Namens D.G.V. Exploitatie B.V. is verder aangifte gedaan van de verduistering van twee sealbags met een geldbedrag van respectievelijk € 36.660 en € 14.120,-. De rechtbank kan op basis van het bewijs niet vaststellen dat deze bedragen niet zijn gestort.

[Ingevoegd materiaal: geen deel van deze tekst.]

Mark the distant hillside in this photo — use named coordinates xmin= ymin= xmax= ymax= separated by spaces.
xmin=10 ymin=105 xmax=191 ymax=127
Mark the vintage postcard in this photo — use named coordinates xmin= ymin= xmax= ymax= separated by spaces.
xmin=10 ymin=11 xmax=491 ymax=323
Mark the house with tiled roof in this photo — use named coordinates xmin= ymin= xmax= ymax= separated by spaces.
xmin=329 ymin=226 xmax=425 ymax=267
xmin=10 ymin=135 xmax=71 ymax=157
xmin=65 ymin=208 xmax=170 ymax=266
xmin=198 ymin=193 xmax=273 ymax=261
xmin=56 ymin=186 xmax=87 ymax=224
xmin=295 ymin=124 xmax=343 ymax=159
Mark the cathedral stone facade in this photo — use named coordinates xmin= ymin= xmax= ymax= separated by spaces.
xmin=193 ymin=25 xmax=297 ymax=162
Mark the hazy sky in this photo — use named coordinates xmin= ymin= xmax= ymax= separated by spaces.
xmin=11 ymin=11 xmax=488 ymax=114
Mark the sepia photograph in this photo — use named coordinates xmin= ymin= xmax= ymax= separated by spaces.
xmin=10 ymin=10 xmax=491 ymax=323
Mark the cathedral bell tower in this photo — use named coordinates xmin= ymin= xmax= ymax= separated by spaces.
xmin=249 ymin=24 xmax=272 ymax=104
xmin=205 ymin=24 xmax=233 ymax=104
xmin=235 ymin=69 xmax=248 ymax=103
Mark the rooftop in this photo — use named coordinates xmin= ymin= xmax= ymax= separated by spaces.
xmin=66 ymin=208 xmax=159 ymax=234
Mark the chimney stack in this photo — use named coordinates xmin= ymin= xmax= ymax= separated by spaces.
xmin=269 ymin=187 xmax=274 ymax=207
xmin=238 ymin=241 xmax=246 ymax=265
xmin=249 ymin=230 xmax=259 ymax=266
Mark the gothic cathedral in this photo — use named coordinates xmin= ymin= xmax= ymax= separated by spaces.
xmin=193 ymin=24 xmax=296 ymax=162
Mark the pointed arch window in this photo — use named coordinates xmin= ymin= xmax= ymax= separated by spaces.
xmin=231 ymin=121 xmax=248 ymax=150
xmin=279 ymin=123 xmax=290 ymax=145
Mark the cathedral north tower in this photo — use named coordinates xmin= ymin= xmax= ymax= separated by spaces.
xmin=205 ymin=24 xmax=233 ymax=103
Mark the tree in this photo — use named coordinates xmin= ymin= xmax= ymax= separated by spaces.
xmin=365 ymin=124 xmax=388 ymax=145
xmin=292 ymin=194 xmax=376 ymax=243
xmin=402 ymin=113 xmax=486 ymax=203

De rechtbank is, op grond van het hierboven weergegeven bewijs wel tot het oordeel gekomen dat verdachte diverse bedragen heeft verduisterd door meerdere malen gelden van het tankstation [tankstation] aan medeverdachte [medeverdachte] beschikbaar te stellen. Terwijl deze geldbedragen hadden moeten worden gestort, heeft verdachte deze achtergehouden en deze aangewend voor een ander doel dan waarvoor de bedragen waren bestemd. Verdachte is als heer en meester over deze bedragen gaan beschikken een heeft deze aan [medeverdachte] gegeven om te kunnen verhullen dat [medeverdachte] eerder geld wegnam uit de kas van het tankstation in Leusden. De rechtbank is van oordeel dat het exacte bedrag van de verduistering door verdachte op basis van het dossier en de verklaringen ter terechtzitting niet kan worden vastgesteld, nu niet duidelijk is hoeveel geld verdachte aan [medeverdachte] heeft “uitgeleend” en hoeveel geld daarvan weer is geretourneerd aan tankstation [tankstation].
4.4 De bewezenverklaring
De rechtbank acht op grond van hetgeen hiervoor is vastgesteld en overwogen wettig en overtuigend bewezen dat verdachte:
Op meerdere tijdstippen in de periode van 1 januari 2005 tot en met 8 juli 2010 te Utrecht tezamen en in vereniging met een ander opzettelijk meermalen geldbedragen die geheel toebehoorden aan D.G.V. Exploitatie B.V. Nederland en welk geld verdachte uit hoofde van zijn persoonlijke dienstbetrekking als werknemer van voornoemd bedrijf onder zich had, wederrechtelijk zich heeft toegeëigend.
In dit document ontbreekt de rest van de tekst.